For most Canadians who don't travel internationally 2+ times per year, cashback wins because of simplicity, no point-devaluation risk, and predictability. For frequent travellers, travel cards with transferable points (American Express Cobalt → Aeroplan, Marriott Bonvoy → various airlines) can deliver 3–5% effective return. The break-even point is around 4 international flights per year.
Do Canadian cashback credit cards have spending caps?
Most do. The Tangerine Money-Back Mastercard caps at $1,000/month per 2% category ($12,000/year). The CIBC Dividend Visa Infinite caps groceries and gas at $80,000/year combined. Above caps, you typically earn a base rate (0.5–1%). Track your spending to ensure you're not maxing caps that should push you to a different card.
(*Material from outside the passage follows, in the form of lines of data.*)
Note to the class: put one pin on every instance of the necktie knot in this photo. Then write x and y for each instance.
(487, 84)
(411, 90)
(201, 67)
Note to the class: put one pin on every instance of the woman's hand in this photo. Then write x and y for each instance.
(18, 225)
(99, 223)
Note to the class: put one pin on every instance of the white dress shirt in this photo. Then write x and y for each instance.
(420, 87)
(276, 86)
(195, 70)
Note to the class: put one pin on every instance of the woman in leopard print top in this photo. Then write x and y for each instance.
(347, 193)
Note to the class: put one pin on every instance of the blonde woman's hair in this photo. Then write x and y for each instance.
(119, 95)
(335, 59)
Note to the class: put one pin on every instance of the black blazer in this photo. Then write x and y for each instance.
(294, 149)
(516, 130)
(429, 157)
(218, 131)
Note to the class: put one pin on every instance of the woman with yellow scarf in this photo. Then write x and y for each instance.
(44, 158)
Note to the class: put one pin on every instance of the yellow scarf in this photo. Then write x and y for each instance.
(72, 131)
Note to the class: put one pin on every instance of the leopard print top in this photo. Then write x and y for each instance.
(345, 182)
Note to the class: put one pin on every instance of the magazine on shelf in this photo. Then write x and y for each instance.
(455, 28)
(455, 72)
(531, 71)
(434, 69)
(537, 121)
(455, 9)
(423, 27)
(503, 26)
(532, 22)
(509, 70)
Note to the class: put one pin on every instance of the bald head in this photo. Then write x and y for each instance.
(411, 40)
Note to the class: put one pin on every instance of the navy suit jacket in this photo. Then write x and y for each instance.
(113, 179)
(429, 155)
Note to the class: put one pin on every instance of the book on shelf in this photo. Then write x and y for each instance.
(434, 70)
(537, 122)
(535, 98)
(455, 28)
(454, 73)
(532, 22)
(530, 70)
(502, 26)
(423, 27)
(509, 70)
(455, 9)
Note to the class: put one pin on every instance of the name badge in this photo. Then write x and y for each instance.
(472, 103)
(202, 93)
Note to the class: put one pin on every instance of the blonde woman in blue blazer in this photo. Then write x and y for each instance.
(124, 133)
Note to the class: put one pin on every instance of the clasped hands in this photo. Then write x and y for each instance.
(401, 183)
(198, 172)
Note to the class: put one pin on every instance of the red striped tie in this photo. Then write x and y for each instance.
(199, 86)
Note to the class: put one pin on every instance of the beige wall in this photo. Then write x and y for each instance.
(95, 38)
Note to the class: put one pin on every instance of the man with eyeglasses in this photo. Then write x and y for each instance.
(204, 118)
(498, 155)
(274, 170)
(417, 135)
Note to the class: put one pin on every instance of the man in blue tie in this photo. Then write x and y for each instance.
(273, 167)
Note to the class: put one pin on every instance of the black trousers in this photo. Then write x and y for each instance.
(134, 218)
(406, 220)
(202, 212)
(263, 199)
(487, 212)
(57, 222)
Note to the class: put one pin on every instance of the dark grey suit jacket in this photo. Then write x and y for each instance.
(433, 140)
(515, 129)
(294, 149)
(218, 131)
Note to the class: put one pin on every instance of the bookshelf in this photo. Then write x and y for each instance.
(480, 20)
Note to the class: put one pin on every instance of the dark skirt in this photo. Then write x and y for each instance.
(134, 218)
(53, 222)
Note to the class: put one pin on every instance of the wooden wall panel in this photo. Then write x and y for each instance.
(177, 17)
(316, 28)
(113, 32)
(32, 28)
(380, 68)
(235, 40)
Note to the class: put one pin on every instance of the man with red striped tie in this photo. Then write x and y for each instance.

Can I have multiple cashback credit cards in Canada?
Yes — and it's how most rewards optimizers maximize earnings. Use one card for groceries/gas (CIBC Dividend Visa Infinite at 4%), another for everything else (Tangerine at 2%), and a third for USD purchases (Rogers Red at 2% on USD). Multiple no-fee cards have no holding cost beyond credit utilization tracking.
Do cashback credit cards affect my credit score?
Yes, like any credit card. Opening a new card causes a small temporary score drop from the hard inquiry. Long-term, the additional credit limit improves your utilization ratio (typically a positive). Closing a long-held card can hurt credit history age. For most Canadians, holding 2–4 cards is fine; opening 1–2 per year is reasonable.
What's the highest cashback Visa in Canada?
The CIBC Dividend Visa Infinite Privilege with 4% on groceries and 4% on gas plus higher tiers on transit/dining, but it requires $200,000 personal income or $400,000 household income to qualify, plus a $120 annual fee. For Canadians not meeting that bar, the regular CIBC Dividend Visa Infinite is the highest accessible option.
Are Canadian cashback credit cards taxable?
No. Cashback rewards earned on personal credit card spending are treated as a discount on purchases by the CRA, not as income. You don't need to report them on your tax return. The exception is business credit card cashback when the business deducts the full purchase amount — there can be tax implications. For personal use, fully tax-free.